Numerical simulations of compound flooding caused by storm surge and heavy rain with the presence of urban drainage system, coastal dam and tide gates: A case study of Xiangshan, China

Abstract: Nowadays, most coastal cities have complex drainage systems (i.e., rivers and pipelines) connected to the sea, affecting the flooding during the co-occurrence of rain and storm surges. In this study, this compound flooding is studied by developing a coupled model based on a one-dimensional (1D) hydrological model SWMM and a two-dimensional (2D) hydrodynamic model ADCIRC. The coupling is achieved by setting the 1D model as a subroutine of the 2D model while the parallel computing scheme of the 2D model is kept using the Message Passing Interface (MPI). The coupled model is applied in Xiangshan, Zhejiang Province, along the eastern coast of China. The model accurately ensures water conservation and reproduces the observed tidal elevation, storm surge, and river water stages during Typhoons Haikui (2012) and Fitow (2013).

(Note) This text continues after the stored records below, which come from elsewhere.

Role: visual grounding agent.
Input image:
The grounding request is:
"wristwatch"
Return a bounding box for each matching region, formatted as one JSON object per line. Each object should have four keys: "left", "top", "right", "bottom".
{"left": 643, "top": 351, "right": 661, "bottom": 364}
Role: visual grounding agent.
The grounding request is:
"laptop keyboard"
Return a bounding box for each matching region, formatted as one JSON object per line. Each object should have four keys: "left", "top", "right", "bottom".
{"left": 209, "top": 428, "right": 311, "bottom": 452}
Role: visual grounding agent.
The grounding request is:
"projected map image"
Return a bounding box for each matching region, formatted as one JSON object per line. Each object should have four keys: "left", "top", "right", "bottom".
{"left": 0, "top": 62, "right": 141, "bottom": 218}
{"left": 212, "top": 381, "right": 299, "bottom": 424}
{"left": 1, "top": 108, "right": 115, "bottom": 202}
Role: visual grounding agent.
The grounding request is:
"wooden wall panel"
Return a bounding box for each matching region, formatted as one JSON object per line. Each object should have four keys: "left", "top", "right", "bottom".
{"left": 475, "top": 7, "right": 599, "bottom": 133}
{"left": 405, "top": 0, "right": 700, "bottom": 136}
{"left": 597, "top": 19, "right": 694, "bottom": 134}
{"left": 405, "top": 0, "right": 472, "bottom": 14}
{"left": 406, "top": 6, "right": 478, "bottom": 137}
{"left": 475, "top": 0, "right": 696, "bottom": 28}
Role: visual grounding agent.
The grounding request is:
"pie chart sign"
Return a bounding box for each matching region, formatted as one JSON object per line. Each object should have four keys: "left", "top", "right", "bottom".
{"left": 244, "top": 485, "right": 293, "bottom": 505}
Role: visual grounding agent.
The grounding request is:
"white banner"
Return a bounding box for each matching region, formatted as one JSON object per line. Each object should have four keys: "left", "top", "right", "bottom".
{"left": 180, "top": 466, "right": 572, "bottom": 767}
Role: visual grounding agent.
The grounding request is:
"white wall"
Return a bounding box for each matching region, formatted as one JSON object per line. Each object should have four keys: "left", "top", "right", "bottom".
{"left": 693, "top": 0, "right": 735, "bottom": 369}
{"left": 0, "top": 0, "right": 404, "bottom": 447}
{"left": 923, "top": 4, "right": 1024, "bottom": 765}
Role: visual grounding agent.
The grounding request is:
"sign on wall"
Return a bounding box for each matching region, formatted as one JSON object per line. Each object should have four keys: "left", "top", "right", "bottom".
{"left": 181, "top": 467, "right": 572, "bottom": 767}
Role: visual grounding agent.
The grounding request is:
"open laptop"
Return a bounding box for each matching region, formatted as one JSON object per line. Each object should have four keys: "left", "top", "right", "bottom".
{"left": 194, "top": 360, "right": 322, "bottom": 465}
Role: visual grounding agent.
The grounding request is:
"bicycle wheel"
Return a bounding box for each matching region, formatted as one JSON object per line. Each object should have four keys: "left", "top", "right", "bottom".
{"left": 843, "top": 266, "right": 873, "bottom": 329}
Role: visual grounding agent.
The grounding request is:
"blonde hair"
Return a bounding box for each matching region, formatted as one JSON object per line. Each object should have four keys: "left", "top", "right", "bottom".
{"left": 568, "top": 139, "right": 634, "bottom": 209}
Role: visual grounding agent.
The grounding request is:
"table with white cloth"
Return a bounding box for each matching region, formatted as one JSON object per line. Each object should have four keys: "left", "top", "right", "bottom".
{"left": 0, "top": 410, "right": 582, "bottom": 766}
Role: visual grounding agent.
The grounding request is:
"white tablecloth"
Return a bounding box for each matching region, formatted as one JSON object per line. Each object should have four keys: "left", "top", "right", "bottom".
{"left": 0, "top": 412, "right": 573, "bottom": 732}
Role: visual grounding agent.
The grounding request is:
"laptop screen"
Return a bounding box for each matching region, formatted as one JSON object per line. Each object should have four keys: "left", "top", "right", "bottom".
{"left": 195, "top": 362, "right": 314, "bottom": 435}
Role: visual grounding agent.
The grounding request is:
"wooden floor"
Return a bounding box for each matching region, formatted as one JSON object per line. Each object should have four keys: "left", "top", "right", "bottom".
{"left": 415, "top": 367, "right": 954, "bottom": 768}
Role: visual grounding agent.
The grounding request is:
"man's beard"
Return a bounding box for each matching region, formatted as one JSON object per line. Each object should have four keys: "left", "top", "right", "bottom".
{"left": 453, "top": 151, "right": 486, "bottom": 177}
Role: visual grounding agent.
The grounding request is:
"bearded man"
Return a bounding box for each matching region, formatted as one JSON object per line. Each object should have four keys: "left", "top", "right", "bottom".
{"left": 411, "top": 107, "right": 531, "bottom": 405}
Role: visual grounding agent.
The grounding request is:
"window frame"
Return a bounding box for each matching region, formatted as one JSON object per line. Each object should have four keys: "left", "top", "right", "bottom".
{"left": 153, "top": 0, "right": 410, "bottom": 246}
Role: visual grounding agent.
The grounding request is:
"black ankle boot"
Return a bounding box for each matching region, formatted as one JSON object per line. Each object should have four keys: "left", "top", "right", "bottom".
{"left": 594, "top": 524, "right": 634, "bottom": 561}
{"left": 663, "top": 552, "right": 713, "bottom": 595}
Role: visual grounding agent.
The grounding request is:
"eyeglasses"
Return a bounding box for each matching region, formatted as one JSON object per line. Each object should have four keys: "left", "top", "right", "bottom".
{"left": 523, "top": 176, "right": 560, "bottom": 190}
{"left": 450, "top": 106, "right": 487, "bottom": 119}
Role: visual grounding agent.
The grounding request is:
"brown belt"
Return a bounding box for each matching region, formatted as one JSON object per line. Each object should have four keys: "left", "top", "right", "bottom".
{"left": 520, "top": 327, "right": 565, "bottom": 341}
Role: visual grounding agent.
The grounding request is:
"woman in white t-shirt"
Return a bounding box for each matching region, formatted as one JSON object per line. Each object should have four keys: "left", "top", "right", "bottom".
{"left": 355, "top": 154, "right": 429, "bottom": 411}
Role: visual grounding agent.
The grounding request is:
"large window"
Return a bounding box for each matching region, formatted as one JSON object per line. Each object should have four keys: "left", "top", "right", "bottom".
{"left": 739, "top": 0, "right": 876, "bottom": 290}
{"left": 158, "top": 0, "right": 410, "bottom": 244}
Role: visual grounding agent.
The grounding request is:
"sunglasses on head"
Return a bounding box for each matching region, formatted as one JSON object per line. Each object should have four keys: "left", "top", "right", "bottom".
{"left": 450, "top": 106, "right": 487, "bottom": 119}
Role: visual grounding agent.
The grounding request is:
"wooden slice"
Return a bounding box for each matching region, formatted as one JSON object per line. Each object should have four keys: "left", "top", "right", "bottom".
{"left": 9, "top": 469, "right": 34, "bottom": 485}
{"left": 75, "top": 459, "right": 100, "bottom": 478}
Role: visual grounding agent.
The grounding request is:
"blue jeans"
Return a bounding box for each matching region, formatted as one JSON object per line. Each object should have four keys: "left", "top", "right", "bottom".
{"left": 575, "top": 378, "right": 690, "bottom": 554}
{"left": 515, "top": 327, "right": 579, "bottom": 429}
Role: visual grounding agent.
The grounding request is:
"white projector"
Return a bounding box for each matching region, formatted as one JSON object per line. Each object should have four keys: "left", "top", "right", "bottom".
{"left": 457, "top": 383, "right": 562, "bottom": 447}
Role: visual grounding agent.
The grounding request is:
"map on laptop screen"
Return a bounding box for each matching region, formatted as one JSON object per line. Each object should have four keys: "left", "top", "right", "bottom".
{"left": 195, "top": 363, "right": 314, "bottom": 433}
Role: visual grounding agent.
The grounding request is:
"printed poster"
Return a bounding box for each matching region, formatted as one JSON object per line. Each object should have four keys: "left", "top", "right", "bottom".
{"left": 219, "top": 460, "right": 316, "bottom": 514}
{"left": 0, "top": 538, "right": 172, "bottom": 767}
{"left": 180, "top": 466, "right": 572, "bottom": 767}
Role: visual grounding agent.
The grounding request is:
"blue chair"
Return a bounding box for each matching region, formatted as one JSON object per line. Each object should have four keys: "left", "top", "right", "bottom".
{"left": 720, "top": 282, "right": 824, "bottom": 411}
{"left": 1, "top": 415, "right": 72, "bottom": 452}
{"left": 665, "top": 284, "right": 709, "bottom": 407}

A series of simulations are carried out to quantify the influences of a coastal dam, drainage system, control of tide gates, rain, and storm surge on the compound flooding. The results show that the drainage system enhances the connectivity between the land and the sea no matter whether the coastal dam exists, leading to faster flooding and draining. Furthermore, when a storm surge occurs, the high surge level can significantly reduce the drainage efficiency of the inland flooding during rain and thus causes more severe flooding hazards. The simulation results also suggest that urban pipelines play an important role in preventing urban flooding caused by rain. And for the prevention of storm surge inundation, an effective gate control strategy is suggested that the gates should be closed when the water levels on both sides of the dam are equal for the first time before the peak of the storm surge and are open when the water levels are equal again. Finally, the flooded area can be divided into the tidal zone, the hydrologic zone, and the transition zone to identify different flood mitigation strategies.